Todos sabemos muito bem como funciona um adeus definitivo no mundo do romance… Pode vir como um spoiler mas ele não é tão definitivo quanto parece ser. Então todos seguem com suas vidas. Emma no seu emprego em Seattle e o casal Izzy e Jack montando sua vida juntos.

Importante ressaltar, o fato dela não querer filhos e saber sobre a vontade de serem pais de Jack e Izzy foi exatamente um dos motivadores para a partida de Emma. Desnecessário dizer a surpresinha descoberta por ela um mês após o ‘adeus definitivo’. Havia então um bebê do trisal a caminho, mais uma vez usando dos vários clichês de comédias românticas para contar sua história. A terceira temporada faz um bom uso destes clichês como pode, mas não deixa de cair numa atmosfera mais repetitiva. 

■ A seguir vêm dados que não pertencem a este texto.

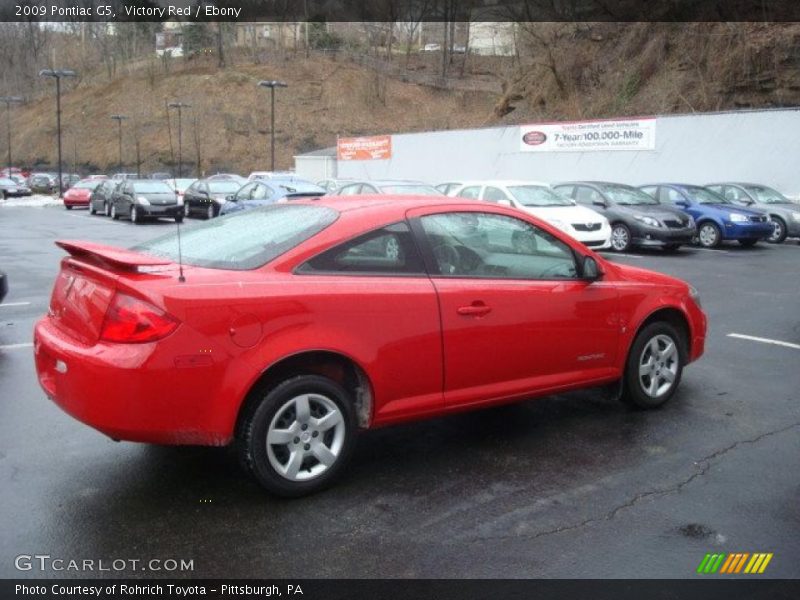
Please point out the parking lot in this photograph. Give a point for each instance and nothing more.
(567, 486)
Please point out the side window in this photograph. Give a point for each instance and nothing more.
(350, 190)
(565, 190)
(493, 194)
(244, 192)
(650, 190)
(486, 245)
(472, 192)
(260, 192)
(587, 196)
(671, 196)
(390, 250)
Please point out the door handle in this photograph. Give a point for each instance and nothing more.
(476, 309)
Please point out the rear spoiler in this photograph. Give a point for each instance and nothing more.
(119, 258)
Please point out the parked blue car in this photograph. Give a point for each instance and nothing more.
(261, 192)
(717, 218)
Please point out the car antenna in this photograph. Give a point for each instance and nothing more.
(181, 278)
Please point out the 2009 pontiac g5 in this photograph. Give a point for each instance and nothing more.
(289, 328)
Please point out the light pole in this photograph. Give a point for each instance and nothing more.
(179, 106)
(9, 100)
(57, 74)
(119, 119)
(272, 85)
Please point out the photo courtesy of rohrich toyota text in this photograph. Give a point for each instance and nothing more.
(409, 299)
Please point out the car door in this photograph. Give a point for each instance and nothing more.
(384, 302)
(516, 318)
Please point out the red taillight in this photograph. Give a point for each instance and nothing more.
(133, 321)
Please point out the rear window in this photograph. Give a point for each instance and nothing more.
(243, 241)
(151, 187)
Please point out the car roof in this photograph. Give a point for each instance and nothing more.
(505, 182)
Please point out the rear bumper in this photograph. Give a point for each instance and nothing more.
(747, 231)
(152, 393)
(172, 210)
(661, 236)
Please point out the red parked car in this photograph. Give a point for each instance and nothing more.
(290, 327)
(80, 193)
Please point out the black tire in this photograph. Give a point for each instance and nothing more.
(634, 392)
(253, 448)
(779, 236)
(620, 237)
(709, 235)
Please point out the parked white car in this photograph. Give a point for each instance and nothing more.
(537, 198)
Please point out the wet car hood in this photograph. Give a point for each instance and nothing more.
(657, 211)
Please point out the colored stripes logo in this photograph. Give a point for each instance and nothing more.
(740, 562)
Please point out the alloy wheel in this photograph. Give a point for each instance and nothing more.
(708, 236)
(305, 437)
(620, 238)
(658, 365)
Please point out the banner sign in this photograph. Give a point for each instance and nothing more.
(589, 136)
(378, 147)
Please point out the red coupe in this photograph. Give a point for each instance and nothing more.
(289, 328)
(80, 193)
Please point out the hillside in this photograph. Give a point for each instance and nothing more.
(563, 71)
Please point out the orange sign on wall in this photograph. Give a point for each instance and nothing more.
(377, 147)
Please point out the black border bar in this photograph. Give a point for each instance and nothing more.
(400, 10)
(706, 588)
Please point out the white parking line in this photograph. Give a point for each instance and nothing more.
(16, 346)
(765, 340)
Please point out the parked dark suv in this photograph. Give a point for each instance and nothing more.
(636, 218)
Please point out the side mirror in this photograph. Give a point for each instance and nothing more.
(590, 270)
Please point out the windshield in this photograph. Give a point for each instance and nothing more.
(537, 195)
(151, 187)
(706, 196)
(224, 186)
(627, 196)
(87, 185)
(766, 195)
(417, 189)
(242, 241)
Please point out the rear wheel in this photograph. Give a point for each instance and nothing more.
(709, 235)
(778, 231)
(299, 437)
(620, 237)
(654, 367)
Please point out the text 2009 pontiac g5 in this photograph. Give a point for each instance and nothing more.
(291, 327)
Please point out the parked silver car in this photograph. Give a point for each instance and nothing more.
(784, 214)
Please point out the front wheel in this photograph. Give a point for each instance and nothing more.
(300, 436)
(778, 231)
(709, 235)
(654, 366)
(620, 237)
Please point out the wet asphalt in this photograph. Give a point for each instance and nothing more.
(566, 486)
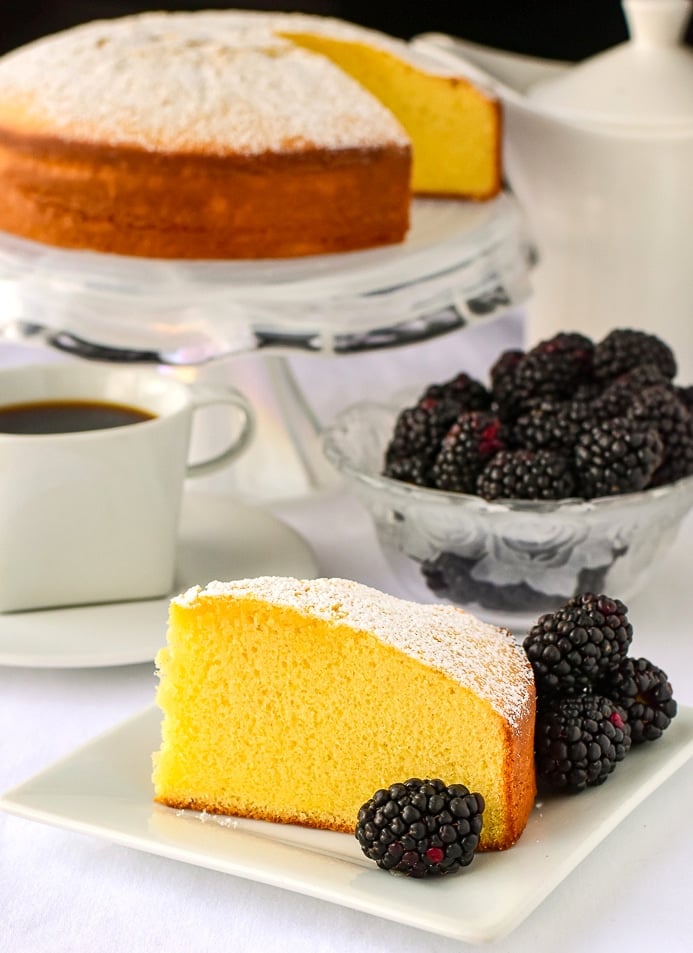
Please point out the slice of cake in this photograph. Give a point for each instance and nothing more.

Um dos problemas sobre relacionamentos na ficção é exatamente sobre esse recorrente ato de terminar e voltar, terminar e voltar, repetidas vezes. A série tenta escapar da repetição olhando para os personagens ao redor do trisal e os levando em direções diferentes e inesperadas. As vezes termina por parecer um exagero o quão diferente os enredos desses personagens se tornam nessa temporada, apenas criando novas situações e personagens e de certa forma ignorando o pré estabelecido. 

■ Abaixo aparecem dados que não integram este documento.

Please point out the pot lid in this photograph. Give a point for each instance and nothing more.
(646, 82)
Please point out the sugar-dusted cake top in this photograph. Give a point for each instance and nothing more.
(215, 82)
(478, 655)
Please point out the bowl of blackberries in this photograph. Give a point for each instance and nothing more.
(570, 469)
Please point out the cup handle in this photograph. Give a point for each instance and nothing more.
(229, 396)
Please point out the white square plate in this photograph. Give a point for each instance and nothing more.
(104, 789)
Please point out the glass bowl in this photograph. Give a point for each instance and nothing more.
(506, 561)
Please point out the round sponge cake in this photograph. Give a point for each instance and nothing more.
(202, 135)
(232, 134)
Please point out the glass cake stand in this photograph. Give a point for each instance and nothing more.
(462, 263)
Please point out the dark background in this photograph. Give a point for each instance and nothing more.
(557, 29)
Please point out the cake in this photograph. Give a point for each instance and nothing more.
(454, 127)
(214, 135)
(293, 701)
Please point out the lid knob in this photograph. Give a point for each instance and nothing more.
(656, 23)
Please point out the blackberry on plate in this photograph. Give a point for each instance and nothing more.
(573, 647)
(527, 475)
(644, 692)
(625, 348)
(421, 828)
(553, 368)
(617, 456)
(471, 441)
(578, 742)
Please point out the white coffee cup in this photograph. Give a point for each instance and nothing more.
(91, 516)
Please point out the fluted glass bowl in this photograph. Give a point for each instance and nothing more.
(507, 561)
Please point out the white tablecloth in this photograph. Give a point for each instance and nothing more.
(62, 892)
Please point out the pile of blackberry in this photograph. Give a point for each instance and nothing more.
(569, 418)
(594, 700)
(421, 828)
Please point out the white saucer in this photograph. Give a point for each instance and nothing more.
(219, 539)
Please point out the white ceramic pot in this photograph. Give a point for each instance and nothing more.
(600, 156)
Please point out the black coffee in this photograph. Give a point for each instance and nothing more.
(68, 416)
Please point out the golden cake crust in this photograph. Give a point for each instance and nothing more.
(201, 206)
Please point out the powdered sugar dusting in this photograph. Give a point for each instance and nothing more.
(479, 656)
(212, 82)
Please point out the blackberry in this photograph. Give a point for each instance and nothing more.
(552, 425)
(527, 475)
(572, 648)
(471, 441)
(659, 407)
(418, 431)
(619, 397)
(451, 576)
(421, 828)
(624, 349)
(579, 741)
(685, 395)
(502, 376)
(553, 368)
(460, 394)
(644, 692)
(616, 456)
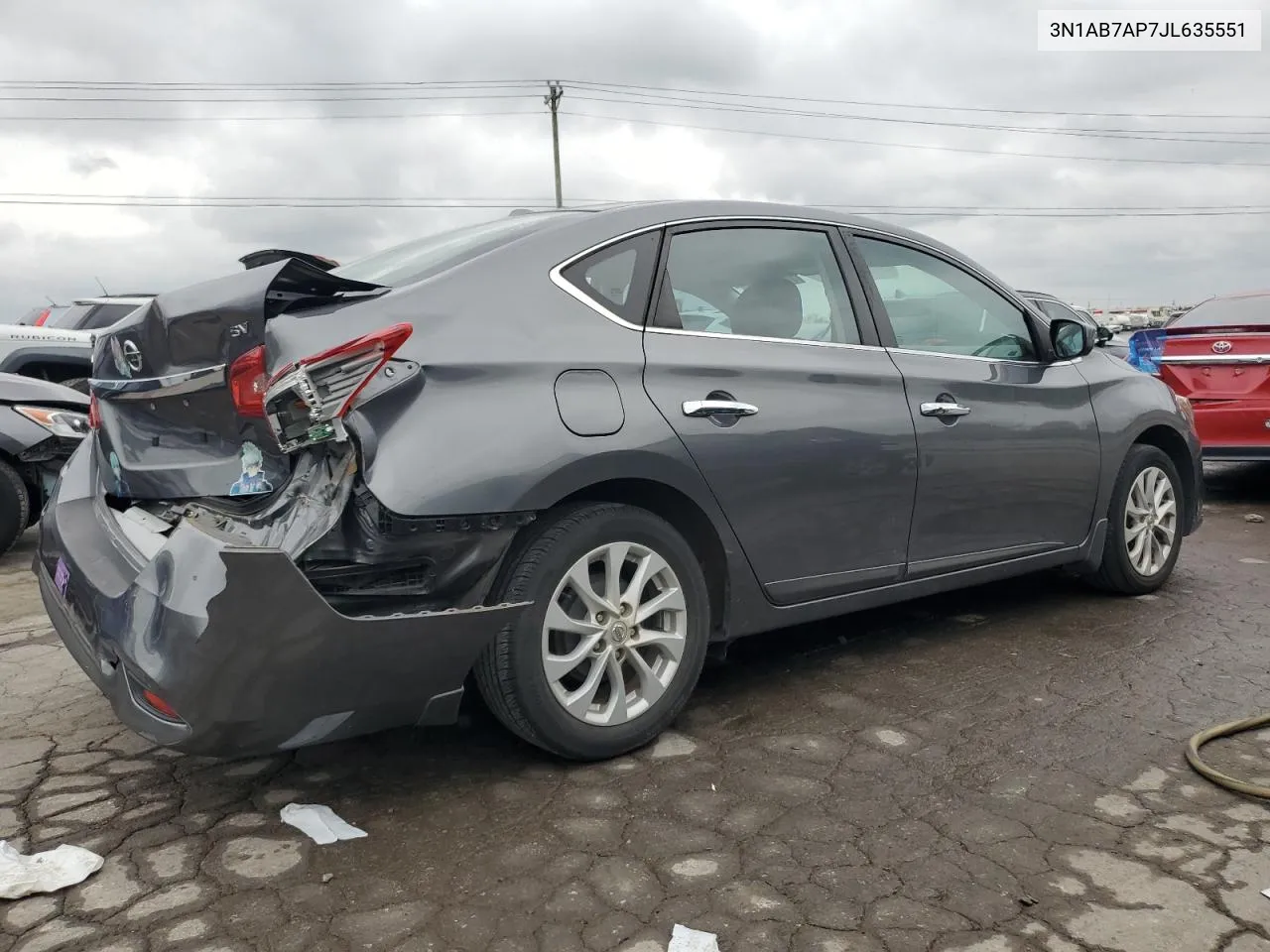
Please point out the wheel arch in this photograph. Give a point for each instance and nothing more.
(683, 513)
(1174, 444)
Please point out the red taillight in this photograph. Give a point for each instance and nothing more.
(361, 356)
(159, 705)
(248, 382)
(308, 399)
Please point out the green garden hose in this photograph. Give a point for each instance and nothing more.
(1225, 730)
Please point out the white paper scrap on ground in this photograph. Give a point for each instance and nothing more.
(44, 873)
(685, 939)
(318, 823)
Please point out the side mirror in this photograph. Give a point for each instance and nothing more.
(1071, 339)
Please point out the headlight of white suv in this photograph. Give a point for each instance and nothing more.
(68, 424)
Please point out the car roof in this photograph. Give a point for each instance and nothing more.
(1239, 295)
(117, 299)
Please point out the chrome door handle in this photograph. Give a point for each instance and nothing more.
(717, 408)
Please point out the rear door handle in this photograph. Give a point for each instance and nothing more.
(717, 408)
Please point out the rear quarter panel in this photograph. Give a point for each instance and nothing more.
(1127, 404)
(480, 429)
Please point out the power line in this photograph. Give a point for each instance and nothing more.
(594, 85)
(548, 204)
(676, 103)
(264, 86)
(928, 146)
(515, 200)
(310, 117)
(1148, 135)
(921, 105)
(275, 99)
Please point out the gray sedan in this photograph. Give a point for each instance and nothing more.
(561, 454)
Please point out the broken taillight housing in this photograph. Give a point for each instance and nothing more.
(248, 382)
(307, 402)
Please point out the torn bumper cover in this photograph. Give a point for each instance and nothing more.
(211, 645)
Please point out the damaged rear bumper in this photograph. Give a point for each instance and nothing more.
(234, 639)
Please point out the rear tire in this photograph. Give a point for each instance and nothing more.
(1147, 509)
(14, 507)
(653, 645)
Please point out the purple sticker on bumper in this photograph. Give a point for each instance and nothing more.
(62, 576)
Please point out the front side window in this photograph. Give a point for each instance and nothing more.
(776, 284)
(937, 306)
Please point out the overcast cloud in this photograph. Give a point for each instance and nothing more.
(934, 53)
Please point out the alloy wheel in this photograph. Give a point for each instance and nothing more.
(613, 634)
(1151, 521)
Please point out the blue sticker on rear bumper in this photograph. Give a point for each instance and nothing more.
(62, 576)
(253, 480)
(121, 485)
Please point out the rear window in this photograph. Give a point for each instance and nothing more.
(423, 258)
(105, 315)
(70, 318)
(1227, 312)
(89, 316)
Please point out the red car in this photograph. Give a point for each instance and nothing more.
(1218, 356)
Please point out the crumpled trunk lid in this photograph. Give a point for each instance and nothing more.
(1216, 365)
(168, 422)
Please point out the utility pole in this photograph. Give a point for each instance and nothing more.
(556, 91)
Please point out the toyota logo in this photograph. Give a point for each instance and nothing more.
(132, 354)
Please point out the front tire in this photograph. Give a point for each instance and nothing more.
(613, 645)
(1144, 525)
(14, 507)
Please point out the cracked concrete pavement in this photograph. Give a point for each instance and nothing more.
(996, 771)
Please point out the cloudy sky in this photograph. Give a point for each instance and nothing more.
(774, 99)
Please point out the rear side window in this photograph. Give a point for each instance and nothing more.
(775, 284)
(617, 277)
(1227, 312)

Uma das problemáticas é exatamente como Emma cai de novo nesse local de ‘lésbica’ quanto a si mesma, tirando muito do peso e da consideração do seu relacionamento com Jack. O pior disso é como em nenhum ponto a narrativa realmente aponta para isso, deixando todos os momentos bem claro sobre a atração dela de forma sexual e romântica por Izzy e por Jack. 

E falando sobre repetições, Izzy é quem faz o primeiro encontro de Jack e de Izzy acontecer como se fosse uma forma de ‘Operação Cupido’ mas com uma mulher adulta no lugar da jovem Lindsay Lohan. Mais uma vez a personagem de Pricilla Faia termina por ser a mais esforçada pelo relacionamento dos três. Izzy é parte do relacionamento, ela não é filha de Jack e de Emma e não deveria muitas vezes ser posta na narrativa como se fosse alguém ali para juntar os outros dois. 

Eventualmente voltamos ao local de Izzy dentro desse relacionamento, já pela terceira temporada seguida. O objetivo da série era mostrar como essa relação é algo diferente da relação a dois, mas usando dos mesmos clichês narrativos e terminando por sempre colocar uma das três pessoas num local de isolamento emocional das outras duas. Quando o final da temporada se aproxima podemos ver o quão isso pode de fato mudar e existem sim finais felizes para relacionamentos do tipo.

Existe um limite muito tênue entre permanecer nos clichês de filmes românticos sobre casais monogâmicos por questão de identidade e estabelecer um clima e não saber como criar novas narrativas para uma forma de relação não tão explorada. Aos personagens não são permitidos crescimento com seu relacionamento, considerando sempre termos o mesmo enredo de um deles não se encaixar e decidir ir embora. 

Quando se propõe contar uma história diferente das demais, há muito mais a se trabalhar do que o protagonismo. Por três temporadas desse relacionamento a narrativa continua a cair sempre no ‘Izzy não é parte do relacionamento mas sim uma convidada’. Existe uma forma melhor de mostrar o quão esse relacionamento não é mais de dois deles mas sim dos três do que um casamento?

Algo mais romântico do que um casamento surpresa, com direito a um bolo de pizza com duas noivas e um noivo? Seria o final feliz perfeito, deixando para a imaginação como esse trisal lidaria com a aventura de criar um bebê e encontrar seu local dentro da sociedade. 

É irônico como a terceira temporada da série nos dá um final digno para a série como um todo, mas, como tudo nesse mundo, o final foi estragado pelo capitalismo. Uma quarta temporada seguiu esse final, com mais problemas, mas separações, mais unicornização.